Chen Shurong, Zhang Hong, Yu Xiongfei, Chen Yi
Department of Gastroenterology, the First Affiliated Hospital, College of Medicine, Zhejiang University, Hangzhou, China.
Department of Oncology, the First Affiliated Hospital, College of Medicine, Zhejiang University, Hangzhou, China.
AME Case Rep. 2023 Mar 20;7:19. doi: 10.21037/acr-22-105. eCollection 2023.
Meckel's diverticulum is a blind-end true diverticulum that contains all of the layers, which is normally found in the ileum. Prevalence of Meckel's diverticulum is around 2% in the general population, and even rare among adults. Gastrointestinal (GI) bleeding is a common complication of Meckel's diverticulum in children and in most cases, caused by peptic ulceration, due to ectopic gastric mucosa, while in minority cases, pancreatic tissue would also appear consisting around 6% of all Meckel's diverticulum patients.
Herein, we reported a 45-year-old man presented with recurrent hematochezia for over one-month without other remarkable symptoms or past medical history or signs on physical examination. Laboratory examinations showed hemoglobin of 114 g/L and ++++ in stool occult blood test without red blood cell. Contrasted abdominopelvic computerized tomography (CT) were normal and Meckel's electroconvulsive therapy (ECT) for identification was also negative. Considering gastroscopy and colonoscopy were both unremarkable in local hospital, double balloon enteroscopy was adopted and revealed double duct sign at about 100 cm proximal to the ileocecal valve and thus indicated existence of diverticulum. Further, ulceration was found at the far-end bottom of the blind-ending tube. The patient then underwent laparoscopic resection of Meckel's diverticulum and pathology study showed heterotopic pancreas in Meckel's diverticulum. The patient started feeding two days after surgery and was discharged on regular out-patient follow-up two weeks later. Till now, no reappear of hematochezia episode was observed.

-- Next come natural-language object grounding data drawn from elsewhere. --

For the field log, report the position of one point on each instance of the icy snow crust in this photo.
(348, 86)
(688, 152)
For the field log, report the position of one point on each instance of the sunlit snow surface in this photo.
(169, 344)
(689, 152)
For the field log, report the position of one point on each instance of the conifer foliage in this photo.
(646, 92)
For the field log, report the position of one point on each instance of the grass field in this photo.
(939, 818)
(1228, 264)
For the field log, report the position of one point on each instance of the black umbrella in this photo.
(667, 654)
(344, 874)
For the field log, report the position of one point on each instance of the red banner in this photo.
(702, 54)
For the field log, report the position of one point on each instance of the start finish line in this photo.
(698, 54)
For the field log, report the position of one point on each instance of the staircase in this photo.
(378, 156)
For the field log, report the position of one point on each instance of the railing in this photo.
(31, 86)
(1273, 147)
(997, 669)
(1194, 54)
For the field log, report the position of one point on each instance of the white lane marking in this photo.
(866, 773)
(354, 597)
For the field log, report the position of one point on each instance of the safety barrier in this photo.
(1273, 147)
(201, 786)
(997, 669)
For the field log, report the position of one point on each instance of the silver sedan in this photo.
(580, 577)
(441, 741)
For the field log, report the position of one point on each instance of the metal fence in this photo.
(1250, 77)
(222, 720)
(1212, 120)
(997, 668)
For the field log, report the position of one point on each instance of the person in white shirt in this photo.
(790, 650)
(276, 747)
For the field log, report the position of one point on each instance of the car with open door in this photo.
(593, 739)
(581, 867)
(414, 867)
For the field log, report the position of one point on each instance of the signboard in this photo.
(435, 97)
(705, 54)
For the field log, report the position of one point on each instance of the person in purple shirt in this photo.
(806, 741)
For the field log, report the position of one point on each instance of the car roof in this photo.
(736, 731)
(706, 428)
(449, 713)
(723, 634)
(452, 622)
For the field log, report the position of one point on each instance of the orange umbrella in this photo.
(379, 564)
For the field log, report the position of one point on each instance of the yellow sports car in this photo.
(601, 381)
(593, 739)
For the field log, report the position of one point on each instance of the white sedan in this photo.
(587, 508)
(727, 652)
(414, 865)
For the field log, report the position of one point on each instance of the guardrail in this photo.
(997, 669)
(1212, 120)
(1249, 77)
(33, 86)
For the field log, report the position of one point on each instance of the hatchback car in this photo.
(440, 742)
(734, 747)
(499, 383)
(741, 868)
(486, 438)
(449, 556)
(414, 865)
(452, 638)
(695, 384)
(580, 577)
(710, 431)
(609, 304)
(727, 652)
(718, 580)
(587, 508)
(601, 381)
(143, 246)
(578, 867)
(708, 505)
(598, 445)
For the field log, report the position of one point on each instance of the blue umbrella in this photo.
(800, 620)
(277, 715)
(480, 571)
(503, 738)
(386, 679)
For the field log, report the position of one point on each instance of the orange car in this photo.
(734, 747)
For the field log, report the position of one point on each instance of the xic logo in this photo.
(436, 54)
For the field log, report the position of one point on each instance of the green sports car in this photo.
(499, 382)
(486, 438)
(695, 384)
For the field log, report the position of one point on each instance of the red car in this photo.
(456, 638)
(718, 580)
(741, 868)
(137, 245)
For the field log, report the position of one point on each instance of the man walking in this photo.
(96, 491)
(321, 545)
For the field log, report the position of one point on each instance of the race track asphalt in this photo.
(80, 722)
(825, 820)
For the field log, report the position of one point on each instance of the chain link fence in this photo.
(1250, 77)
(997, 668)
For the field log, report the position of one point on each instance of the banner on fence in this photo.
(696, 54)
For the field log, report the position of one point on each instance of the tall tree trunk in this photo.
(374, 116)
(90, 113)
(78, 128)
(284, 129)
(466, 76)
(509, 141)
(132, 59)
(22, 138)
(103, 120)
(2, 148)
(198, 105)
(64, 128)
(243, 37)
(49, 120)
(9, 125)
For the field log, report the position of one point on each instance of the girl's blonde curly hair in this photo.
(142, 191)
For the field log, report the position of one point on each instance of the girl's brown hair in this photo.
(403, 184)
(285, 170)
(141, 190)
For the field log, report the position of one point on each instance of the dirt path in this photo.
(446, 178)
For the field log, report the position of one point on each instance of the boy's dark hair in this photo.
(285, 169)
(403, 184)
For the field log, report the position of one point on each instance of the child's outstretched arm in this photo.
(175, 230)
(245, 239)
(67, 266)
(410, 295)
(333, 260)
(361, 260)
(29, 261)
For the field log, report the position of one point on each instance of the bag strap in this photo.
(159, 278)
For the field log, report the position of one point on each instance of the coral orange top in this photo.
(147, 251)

Heterotopic pancreas in Meckel's diverticulum is relative rare clinical condition in adult which can cause recurrent lower GI bleeding. Thus, special attention should be paid in cases with unexplained lower GI bleeding in adult.

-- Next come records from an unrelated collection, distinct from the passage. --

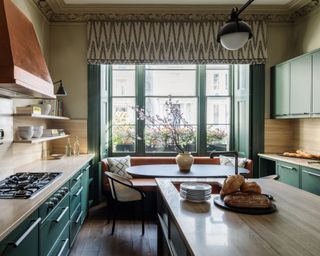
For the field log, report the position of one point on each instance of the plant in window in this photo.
(123, 133)
(171, 128)
(215, 135)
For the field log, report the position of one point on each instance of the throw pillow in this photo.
(229, 161)
(118, 165)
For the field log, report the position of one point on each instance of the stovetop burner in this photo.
(25, 184)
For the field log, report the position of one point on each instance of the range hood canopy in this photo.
(23, 70)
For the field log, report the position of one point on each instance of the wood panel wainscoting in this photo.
(73, 128)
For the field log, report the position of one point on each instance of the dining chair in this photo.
(123, 191)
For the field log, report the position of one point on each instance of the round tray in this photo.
(254, 211)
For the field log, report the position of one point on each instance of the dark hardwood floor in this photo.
(94, 237)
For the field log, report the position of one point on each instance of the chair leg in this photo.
(114, 217)
(142, 215)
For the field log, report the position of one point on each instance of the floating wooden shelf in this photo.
(42, 139)
(43, 116)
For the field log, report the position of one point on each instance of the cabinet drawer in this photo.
(75, 224)
(52, 227)
(75, 197)
(23, 239)
(310, 180)
(75, 179)
(289, 173)
(61, 247)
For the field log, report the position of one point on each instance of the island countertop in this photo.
(205, 229)
(14, 211)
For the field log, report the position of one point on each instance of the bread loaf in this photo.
(247, 200)
(250, 187)
(232, 184)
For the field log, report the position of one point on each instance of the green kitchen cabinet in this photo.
(310, 180)
(85, 192)
(288, 173)
(300, 86)
(24, 239)
(281, 90)
(316, 84)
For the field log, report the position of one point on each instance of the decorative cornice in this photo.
(137, 13)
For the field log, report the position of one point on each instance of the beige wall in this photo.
(40, 23)
(68, 61)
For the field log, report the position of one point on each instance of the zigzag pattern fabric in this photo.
(194, 42)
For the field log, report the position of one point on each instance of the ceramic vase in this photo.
(184, 161)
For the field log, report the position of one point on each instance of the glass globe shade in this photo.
(234, 41)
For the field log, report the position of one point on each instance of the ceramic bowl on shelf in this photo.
(37, 131)
(45, 109)
(25, 132)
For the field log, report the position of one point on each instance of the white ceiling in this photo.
(181, 2)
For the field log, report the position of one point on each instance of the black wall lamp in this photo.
(235, 33)
(61, 91)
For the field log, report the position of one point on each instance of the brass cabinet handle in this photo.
(63, 247)
(25, 234)
(311, 173)
(79, 192)
(288, 167)
(61, 215)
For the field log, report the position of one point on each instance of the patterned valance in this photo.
(143, 42)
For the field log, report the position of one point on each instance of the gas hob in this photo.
(25, 184)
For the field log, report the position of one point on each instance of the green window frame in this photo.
(201, 98)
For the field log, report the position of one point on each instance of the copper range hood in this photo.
(23, 70)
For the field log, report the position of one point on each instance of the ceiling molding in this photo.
(58, 11)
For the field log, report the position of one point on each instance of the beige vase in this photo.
(184, 161)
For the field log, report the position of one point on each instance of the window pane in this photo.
(218, 110)
(218, 137)
(123, 138)
(188, 107)
(158, 139)
(123, 83)
(217, 82)
(123, 111)
(178, 82)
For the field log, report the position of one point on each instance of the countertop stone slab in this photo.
(294, 229)
(15, 211)
(293, 160)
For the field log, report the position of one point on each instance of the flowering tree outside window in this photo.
(169, 130)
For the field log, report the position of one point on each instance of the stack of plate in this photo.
(195, 192)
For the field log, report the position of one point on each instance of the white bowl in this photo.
(37, 131)
(45, 109)
(25, 132)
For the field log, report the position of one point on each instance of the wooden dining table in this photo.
(172, 171)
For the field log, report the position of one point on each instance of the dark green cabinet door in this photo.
(24, 239)
(289, 173)
(310, 180)
(301, 84)
(316, 83)
(282, 90)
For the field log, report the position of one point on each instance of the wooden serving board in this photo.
(253, 211)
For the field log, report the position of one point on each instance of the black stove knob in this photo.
(58, 195)
(50, 204)
(55, 200)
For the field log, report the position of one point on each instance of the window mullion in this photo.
(140, 101)
(202, 117)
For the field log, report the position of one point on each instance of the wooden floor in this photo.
(94, 238)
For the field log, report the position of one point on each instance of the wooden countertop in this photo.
(15, 211)
(293, 160)
(293, 230)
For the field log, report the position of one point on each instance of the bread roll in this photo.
(247, 200)
(250, 187)
(231, 184)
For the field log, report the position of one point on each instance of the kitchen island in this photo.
(14, 212)
(187, 228)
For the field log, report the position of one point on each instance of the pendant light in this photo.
(235, 33)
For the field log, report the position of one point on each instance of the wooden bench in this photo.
(149, 184)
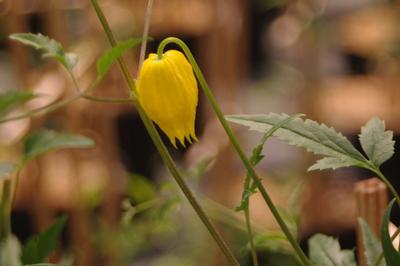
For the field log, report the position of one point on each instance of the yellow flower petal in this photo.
(167, 91)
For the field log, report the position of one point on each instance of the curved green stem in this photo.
(5, 210)
(387, 183)
(378, 261)
(207, 91)
(253, 250)
(169, 162)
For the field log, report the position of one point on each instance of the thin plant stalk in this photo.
(253, 250)
(145, 35)
(169, 162)
(207, 91)
(5, 210)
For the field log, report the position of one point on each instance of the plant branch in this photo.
(169, 162)
(207, 91)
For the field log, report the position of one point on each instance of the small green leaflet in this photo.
(13, 98)
(10, 251)
(377, 143)
(40, 246)
(109, 57)
(325, 250)
(47, 140)
(140, 189)
(49, 47)
(249, 188)
(372, 246)
(391, 255)
(6, 169)
(316, 138)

梅克尔憩室是一种包含所有肠壁层的盲端真性憩室,通常位于回肠。梅克尔憩室在普通人群中的患病率约为2%,在成年人中更为罕见。胃肠道出血是儿童梅克尔憩室的常见并发症,在大多数情况下,是由异位胃黏膜导致的消化性溃疡引起的,而在少数情况下,胰腺组织也会出现,约占所有梅克尔憩室患者的6%。
在此,我们报告一名45岁男性,反复便血一个多月,无其他明显症状,既往无病史,体格检查无体征。实验室检查显示血红蛋白为114g/L,大便潜血试验++++,无红细胞。腹部盆腔增强计算机断层扫描(CT)正常,用于识别的梅克尔电惊厥治疗(ECT)也为阴性。考虑到当地医院的胃镜和结肠镜检查均无异常,遂采用双气囊小肠镜检查,发现在回盲瓣近端约100cm处有双管征,提示存在憩室。此外,在盲端管的远端底部发现溃疡。患者随后接受了梅克尔憩室腹腔镜切除术,病理研究显示梅克尔憩室内有异位胰腺。患者术后两天开始进食,两周后定期门诊随访出院。迄今为止,未观察到便血再次发作。
梅克尔憩室内的异位胰腺在成人中是一种相对罕见的临床情况,可导致反复下消化道出血。因此,对于成人不明原因的下消化道出血病例应予以特别关注。